Ter zitting van de beroepscommissie van 10 december 2009, gehouden in de p.i. Amsterdam, is gehoord klager.

De inrichtingsarts verbonden aan de p.i. Rijnmond is niet ter zitting verschenen.

Op grond van haar onderzoek overweegt en beslist de beroepscommissie als volgt:

1. De inhoud van het beroep
De klacht, zoals neergelegd in het verzoek om bemiddeling aan de medisch adviseur, houdt in dat klager geen specialistische behandeling wordt geboden.

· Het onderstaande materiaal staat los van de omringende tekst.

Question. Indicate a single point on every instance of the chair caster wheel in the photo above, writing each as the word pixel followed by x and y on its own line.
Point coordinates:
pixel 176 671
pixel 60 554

2. De standpunten van klager en de inrichtingsarts
Klager heeft zijn klacht als volgt toegelicht.
Klager heeft een ongeluk gehad in 2008 en daaraan een scheef bekken overgehouden. Hij kan zijn benen niet gebruiken. Hij was doorverwezen naar de revalidatiearts en die heeft hem een revalidatieprogramma van vier dagen per week buiten de inrichting in
het orthopedisch centrum Amsterdam voorgeschreven. De medische dienst wist dit maar heeft er niets aan gedaan. Ook een programma van tweemaal per week wordt niet toegestaan omdat klager er niet van op de hoogte mag zijn wanneer transport naar het
ziekenhuis plaatsvindt. Klager zit nu al zes maanden op cel. Hij kan niet meer zonder krukken lopen en heel slecht trappen lopen.
Er stond een ziekenhuisbezoek gepland, maar dat is misgegaan omdat klager die dag bezoek kreeg.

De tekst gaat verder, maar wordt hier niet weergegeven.